Après un minutieux travail d’investigation et de restauration, le Prado a dévoilé lundi un tableau du XVe siècle présenté comme une pièce unique de peinture primitive française. Découvert chez une famille espagnole d’origine française, "Agonie dans le jardin" a été acquis par le grand musée madrilène

"La grande valeur de cette oeuvre c'est qu'elle est unique", explique Maria Antonia Lopez de Asiain, restauratrice du Prado qui, pendant un an, a travaillé, armée d'un bistouri et d'un microscope, pour révéler les secrets de cette exceptionnelle peinture sur bois.
 
Avec ce tableau, le musée affirme avoir réalisé "l'une des découvertes les plus importantes de la peinture primitive française". La profondeur du bleu du ciel, enrichie par une quantité généreuse de lapis-lazuli, attire l'oeil dans la salle de restauration du Prado malgré la petite taille (56,5 x 42 cm) de cette "Agonie dans le jardin" (1405-1408) et la présence  imposante de ses illustres voisins, des Goya et des Rubens.
 
Un portrait unique de Louis d'Orléans
C'est l'homme agenouillé en bas, à gauche, du tableau qui lui donne toute sa valeur historique : il s’agit de Louis d'Orléans (1372-1407), fils du roi de France Charles V, assassiné sur ordre de Jean sans Peur. "C'est le seul portrait de Louis d'Orléans qui existe en peinture sur  bois", explique Maria Antonia Lopez de Asiain.
 
Ceci, avec la "qualité" du tableau et "la rareté des oeuvres de cette école", beaucoup ayant été détruites pendant la Révolution française, "font de cette oeuvre un petit joyau d'une grande importance historique" et "encore plus précieuse pour l'histoire de France", souligne le musée.
 
"Il n'est pas fréquent qu'une oeuvre aussi primitive soit dans un aussi  magnifique état de conservation", ajoute la restauratrice.
 
L'oeuvre appartenait à une famille
Cette qualité s’explique par la couche de peinture marron qui a pendant longtemps caché les figures aux couleurs éclatantes de Louis d'Orléans et de Sainte Agnès, debout à ses côtés, ne laissant apparaître que trois apôtres et le Christ priant Dieu.
 
C'est en février 2011 qu'une famille espagnole d'origine française, selon  le musée, soumet l'oeuvre aux spécialistes du Prado.
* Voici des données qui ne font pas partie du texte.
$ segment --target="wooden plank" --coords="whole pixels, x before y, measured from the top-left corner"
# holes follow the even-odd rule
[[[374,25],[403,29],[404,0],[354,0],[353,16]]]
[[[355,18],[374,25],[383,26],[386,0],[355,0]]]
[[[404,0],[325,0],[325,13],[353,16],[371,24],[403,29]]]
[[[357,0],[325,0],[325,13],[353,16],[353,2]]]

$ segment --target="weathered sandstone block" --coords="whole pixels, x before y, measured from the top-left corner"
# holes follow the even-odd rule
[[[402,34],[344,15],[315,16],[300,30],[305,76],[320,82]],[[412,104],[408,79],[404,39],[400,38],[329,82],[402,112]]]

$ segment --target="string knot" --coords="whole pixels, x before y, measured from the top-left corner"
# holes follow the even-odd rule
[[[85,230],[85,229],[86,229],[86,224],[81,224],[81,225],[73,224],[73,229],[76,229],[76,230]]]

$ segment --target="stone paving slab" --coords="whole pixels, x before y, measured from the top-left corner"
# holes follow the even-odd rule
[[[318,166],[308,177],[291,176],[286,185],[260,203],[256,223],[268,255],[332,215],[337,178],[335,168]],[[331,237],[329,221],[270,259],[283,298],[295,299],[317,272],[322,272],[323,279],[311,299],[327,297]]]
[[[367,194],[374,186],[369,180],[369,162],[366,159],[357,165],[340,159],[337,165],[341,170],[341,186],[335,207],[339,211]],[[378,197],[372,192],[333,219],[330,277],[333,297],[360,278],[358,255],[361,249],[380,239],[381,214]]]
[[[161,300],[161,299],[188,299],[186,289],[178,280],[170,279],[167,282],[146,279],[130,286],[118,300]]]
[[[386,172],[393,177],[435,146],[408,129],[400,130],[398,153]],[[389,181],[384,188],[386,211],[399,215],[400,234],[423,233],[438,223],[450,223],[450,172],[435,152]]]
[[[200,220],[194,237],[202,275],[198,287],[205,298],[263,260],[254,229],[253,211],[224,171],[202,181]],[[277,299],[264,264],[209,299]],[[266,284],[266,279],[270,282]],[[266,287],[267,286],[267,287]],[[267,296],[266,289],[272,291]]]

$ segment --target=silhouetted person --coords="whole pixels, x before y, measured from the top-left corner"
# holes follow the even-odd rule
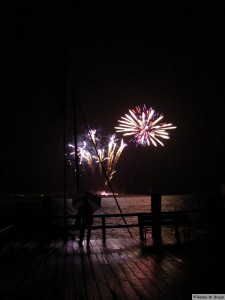
[[[93,224],[93,210],[88,201],[88,197],[83,197],[83,203],[78,208],[78,216],[80,217],[80,240],[81,245],[84,240],[85,230],[87,229],[87,243],[89,244],[91,238],[91,227]]]

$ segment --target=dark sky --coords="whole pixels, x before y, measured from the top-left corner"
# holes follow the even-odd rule
[[[222,8],[210,0],[121,2],[3,5],[1,193],[63,192],[63,103],[67,139],[72,89],[92,128],[112,133],[144,103],[177,126],[165,147],[129,144],[112,186],[218,188],[225,175]],[[77,125],[85,126],[79,116]]]

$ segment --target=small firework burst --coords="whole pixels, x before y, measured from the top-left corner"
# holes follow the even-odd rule
[[[119,126],[115,127],[117,132],[122,132],[124,136],[133,136],[131,141],[137,145],[155,147],[157,144],[164,146],[161,139],[169,139],[167,130],[175,129],[171,123],[159,123],[163,119],[162,114],[156,113],[151,107],[137,106],[130,109],[129,114],[118,121]]]
[[[98,179],[101,187],[105,188],[108,182],[105,179],[103,168],[108,180],[111,181],[116,173],[115,167],[125,147],[126,144],[123,139],[119,141],[115,134],[105,137],[97,133],[96,130],[90,130],[78,137],[77,152],[79,164],[83,166],[84,171],[87,167],[87,170],[91,171],[94,177]],[[74,154],[75,146],[67,144],[69,161],[73,160]]]

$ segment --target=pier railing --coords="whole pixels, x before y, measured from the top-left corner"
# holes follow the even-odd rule
[[[132,223],[124,223],[120,224],[119,219],[125,218],[125,220],[129,220],[130,217],[135,217],[132,219]],[[213,226],[215,221],[215,216],[212,211],[207,209],[194,209],[194,210],[183,210],[183,211],[167,211],[161,212],[160,214],[160,222],[155,223],[154,214],[152,213],[124,213],[121,214],[94,214],[94,219],[100,220],[97,225],[92,225],[92,230],[101,230],[102,231],[102,240],[106,240],[106,230],[107,229],[118,229],[118,228],[139,228],[139,237],[141,240],[146,239],[146,233],[148,230],[154,228],[154,226],[160,226],[159,230],[161,230],[162,226],[167,227],[174,227],[175,236],[179,239],[179,228],[182,226],[184,230],[184,234],[189,234],[190,226],[193,225],[200,225],[200,224],[208,224],[210,227]],[[67,215],[67,216],[54,216],[53,220],[67,220],[73,219],[75,220],[78,218],[78,215]],[[112,218],[117,218],[118,222],[116,224],[110,224],[109,221]],[[66,222],[67,223],[67,222]],[[59,226],[55,228],[59,229]],[[61,229],[63,227],[61,226]],[[65,228],[64,228],[65,229]],[[79,230],[76,225],[66,225],[66,229],[68,230]],[[154,238],[154,237],[153,237]]]
[[[138,228],[139,237],[141,240],[146,239],[147,232],[151,232],[152,238],[158,238],[161,235],[162,227],[173,227],[175,236],[179,238],[179,229],[182,228],[184,233],[189,234],[191,226],[198,226],[200,224],[207,224],[208,227],[214,228],[217,222],[216,214],[213,210],[208,209],[194,209],[182,211],[167,211],[161,212],[159,218],[156,220],[152,212],[146,213],[124,213],[117,214],[94,214],[94,223],[92,230],[101,230],[102,240],[105,241],[107,237],[107,229],[129,229]],[[63,234],[67,230],[79,230],[76,226],[76,219],[78,215],[27,215],[21,217],[17,215],[14,217],[14,231],[18,232],[18,236],[43,236],[45,233],[59,233]],[[126,223],[123,219],[126,220]],[[154,236],[154,230],[159,233]],[[38,234],[38,235],[36,235]],[[17,236],[17,235],[15,235]],[[0,240],[2,234],[0,235]]]

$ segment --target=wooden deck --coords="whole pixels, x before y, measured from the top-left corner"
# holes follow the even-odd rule
[[[2,262],[0,299],[192,299],[225,293],[224,246],[217,237],[182,240],[163,233],[130,238],[48,243],[16,241]]]

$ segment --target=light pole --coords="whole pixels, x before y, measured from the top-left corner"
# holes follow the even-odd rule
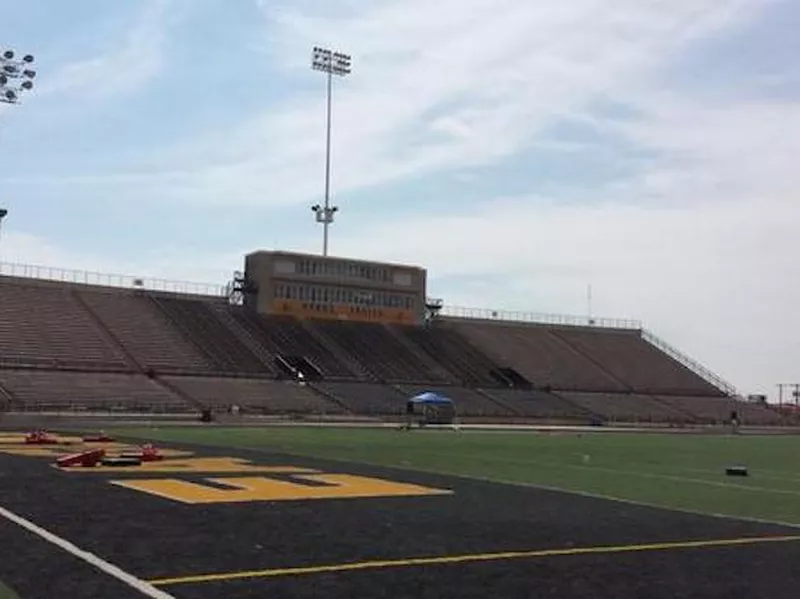
[[[20,94],[33,89],[33,78],[36,71],[33,65],[33,55],[25,54],[16,58],[13,50],[6,50],[0,54],[0,102],[18,104]]]
[[[349,54],[334,52],[328,48],[314,47],[311,56],[311,68],[322,71],[327,75],[327,125],[325,128],[325,203],[320,206],[315,204],[311,210],[316,214],[317,222],[322,223],[322,255],[328,255],[328,227],[333,223],[333,218],[338,208],[331,206],[331,90],[333,76],[344,77],[351,72],[352,59]]]

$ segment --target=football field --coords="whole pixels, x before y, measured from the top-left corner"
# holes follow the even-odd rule
[[[788,599],[800,584],[796,437],[114,433],[110,452],[147,440],[164,459],[58,469],[94,444],[0,435],[0,580],[21,599]]]

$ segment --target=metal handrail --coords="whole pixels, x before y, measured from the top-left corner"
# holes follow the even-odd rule
[[[642,329],[642,339],[649,342],[651,345],[654,345],[659,350],[667,354],[673,360],[678,361],[680,364],[694,372],[696,375],[702,377],[707,382],[714,385],[717,389],[724,392],[726,395],[737,397],[739,396],[739,391],[736,387],[723,379],[718,374],[712,372],[705,366],[703,366],[697,360],[690,358],[688,355],[680,351],[679,349],[673,347],[657,335],[651,333],[650,331]]]
[[[37,264],[19,264],[14,262],[0,262],[0,276],[19,277],[24,279],[39,279],[61,283],[77,283],[80,285],[97,285],[101,287],[115,287],[122,289],[146,289],[149,291],[166,291],[186,295],[206,295],[225,297],[225,285],[212,285],[209,283],[193,283],[190,281],[172,281],[152,277],[137,277],[101,273],[86,270],[73,270],[55,268]]]
[[[111,274],[14,262],[0,262],[0,276],[75,283],[79,285],[97,285],[120,289],[144,289],[148,291],[162,291],[213,298],[224,298],[229,295],[227,285],[174,281],[169,279],[137,277],[133,275]],[[640,321],[624,318],[544,314],[536,312],[492,310],[488,308],[465,308],[461,306],[448,306],[447,304],[442,306],[440,314],[442,316],[455,318],[498,320],[505,322],[529,322],[615,329],[642,328],[642,323]]]
[[[522,312],[510,310],[491,310],[486,308],[465,308],[444,305],[439,312],[441,316],[451,318],[467,318],[476,320],[496,320],[502,322],[529,322],[535,324],[554,324],[566,326],[583,326],[609,329],[642,328],[638,320],[626,318],[605,318],[596,316],[578,316],[574,314],[548,314],[541,312]]]

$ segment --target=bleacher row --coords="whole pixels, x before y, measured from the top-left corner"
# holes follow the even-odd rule
[[[301,321],[220,298],[0,278],[0,406],[383,416],[422,390],[466,417],[703,423],[736,409],[780,421],[636,330]]]

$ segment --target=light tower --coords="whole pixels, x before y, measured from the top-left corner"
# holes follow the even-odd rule
[[[334,52],[328,48],[314,47],[311,56],[311,68],[322,71],[327,75],[327,124],[325,127],[325,203],[311,207],[322,224],[322,255],[328,255],[328,227],[333,223],[334,215],[339,211],[336,206],[331,206],[331,91],[333,76],[344,77],[351,72],[352,59],[349,54]]]
[[[36,71],[32,66],[31,54],[19,59],[13,50],[5,50],[0,54],[0,102],[18,104],[20,95],[33,89]]]

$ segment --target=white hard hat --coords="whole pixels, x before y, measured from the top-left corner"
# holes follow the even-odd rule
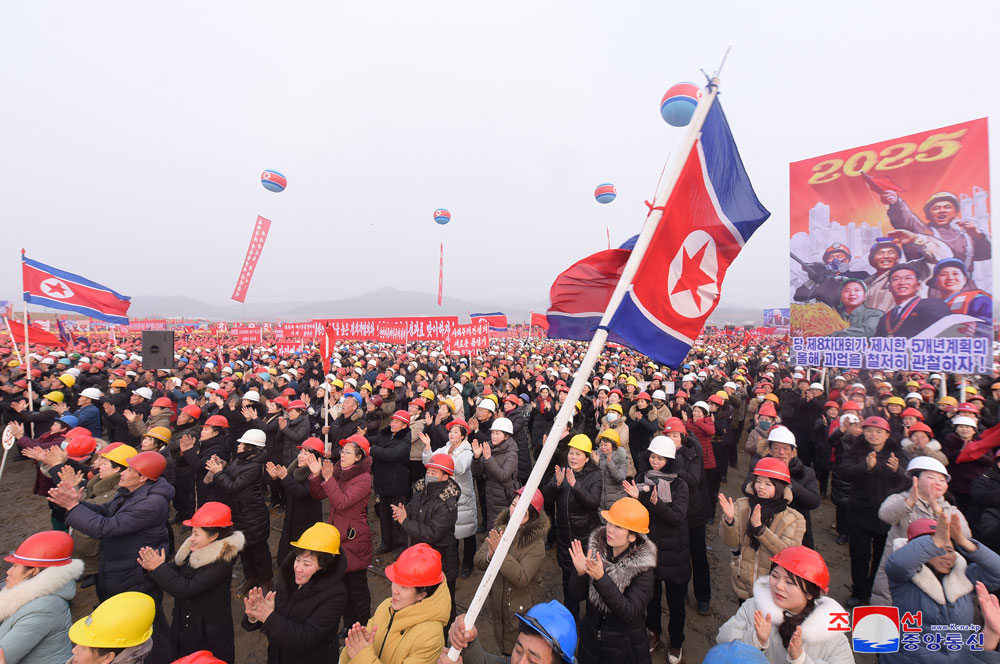
[[[491,413],[497,412],[497,405],[493,403],[493,399],[483,399],[482,401],[476,404],[476,408],[485,408]]]
[[[960,425],[960,424],[964,424],[966,426],[970,426],[970,427],[973,427],[973,428],[975,428],[975,426],[976,426],[976,421],[974,419],[972,419],[971,417],[966,417],[965,415],[959,415],[958,417],[953,418],[951,420],[951,423],[952,423],[953,426],[956,426],[956,427],[958,425]]]
[[[909,401],[910,399],[918,399],[918,400],[920,400],[920,401],[923,401],[923,400],[924,400],[924,398],[923,398],[922,396],[920,396],[920,394],[919,394],[919,393],[917,393],[917,392],[910,392],[910,393],[909,393],[909,394],[907,394],[907,395],[906,395],[905,397],[903,397],[903,399],[904,399],[905,401]]]
[[[152,393],[151,393],[152,394]],[[87,397],[88,399],[94,399],[95,401],[100,400],[104,395],[96,387],[88,387],[83,392],[80,392],[81,397]]]
[[[484,401],[493,403],[493,399],[484,399]],[[490,431],[503,431],[505,434],[513,436],[514,424],[506,417],[498,417],[493,420],[493,426],[490,427]]]
[[[788,427],[778,426],[771,427],[771,430],[767,434],[768,443],[784,443],[786,445],[791,445],[792,447],[798,447],[795,444],[795,434],[791,432]]]
[[[209,391],[210,392],[214,392],[217,389],[219,389],[219,384],[216,383],[215,381],[212,381],[211,383],[209,383],[208,385],[205,386],[205,391],[206,392],[209,392]]]
[[[247,429],[246,433],[236,439],[236,442],[264,447],[267,443],[267,434],[260,429]]]
[[[857,424],[860,421],[861,418],[855,415],[854,413],[844,413],[843,415],[840,416],[841,426],[843,426],[844,424]]]
[[[656,436],[649,441],[649,451],[667,459],[677,458],[677,446],[667,436]]]
[[[667,393],[664,392],[663,390],[653,390],[653,398],[659,399],[660,401],[666,401]]]
[[[701,408],[706,413],[712,412],[711,409],[708,407],[708,404],[705,403],[704,401],[695,401],[694,402],[694,408]]]
[[[72,368],[67,369],[66,373],[68,373],[73,378],[79,378],[80,377],[80,370],[77,369],[76,367],[72,367]]]
[[[260,394],[257,393],[257,392],[255,392],[255,391],[253,391],[253,390],[250,390],[249,392],[247,392],[246,394],[243,395],[243,400],[244,401],[256,401],[257,403],[260,403]]]
[[[819,390],[820,392],[822,392],[823,391],[823,386],[820,385],[819,383],[813,383],[812,385],[809,386],[809,389],[810,390]]]
[[[132,390],[132,394],[137,394],[146,400],[153,398],[153,390],[148,387],[140,387],[138,390]]]
[[[933,470],[936,473],[941,473],[944,475],[947,481],[951,481],[951,475],[948,474],[948,469],[944,467],[944,464],[929,456],[918,456],[910,459],[910,463],[906,466],[906,476],[913,477],[921,470]]]
[[[723,385],[722,385],[722,386],[723,386],[723,387],[728,387],[728,388],[729,388],[729,389],[731,389],[731,390],[738,390],[738,389],[740,389],[740,386],[739,386],[739,385],[737,385],[736,383],[734,383],[734,382],[733,382],[733,381],[731,381],[731,380],[727,380],[727,381],[726,381],[725,383],[723,383]]]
Pilar Silva, responsable des départements de peinture espagnole (1100-1500) et peinture flamande et des Ecoles du Nord (1400-1600), lance alors une "enquête" pour en déterminer la  provenance. "C'était une intuition : dès le début j'ai vu que c'était une (peinture)  française", affirme Pilar Silva.
 
Le portrait du donateur était caché sous une couche marron
Restait à le prouver et à découvrir l'identité du mystérieux donateur. L'élégant drapé de son habit, à la mode de 1400, donnera la clé définitive: sur les manches sont peintes de fines feuilles d'orties, dont certaines sont encore recouvertes d'une délicate touche d'or. Après des recherches, l'historienne identifie ce symbole comme étant l'une des insignes, avec le loup, de Louis d'Orléans.
 
Les expertes attribuent le tableau au peintre et valet de chambre de Louis d'Orléans, Colart de Laon, mais sans pouvoir le certifier, faute d'autres oeuvres comparables.
 
Le Prado refuse de dévoiler le montant payé à la famille espagnole. Mais pour ses experts, la valeur du tableau ne fait aucun doute. Ses anciens propriétaires, selon Pilar Silva, "ne savaient pas qu'ils possédaient un trésor".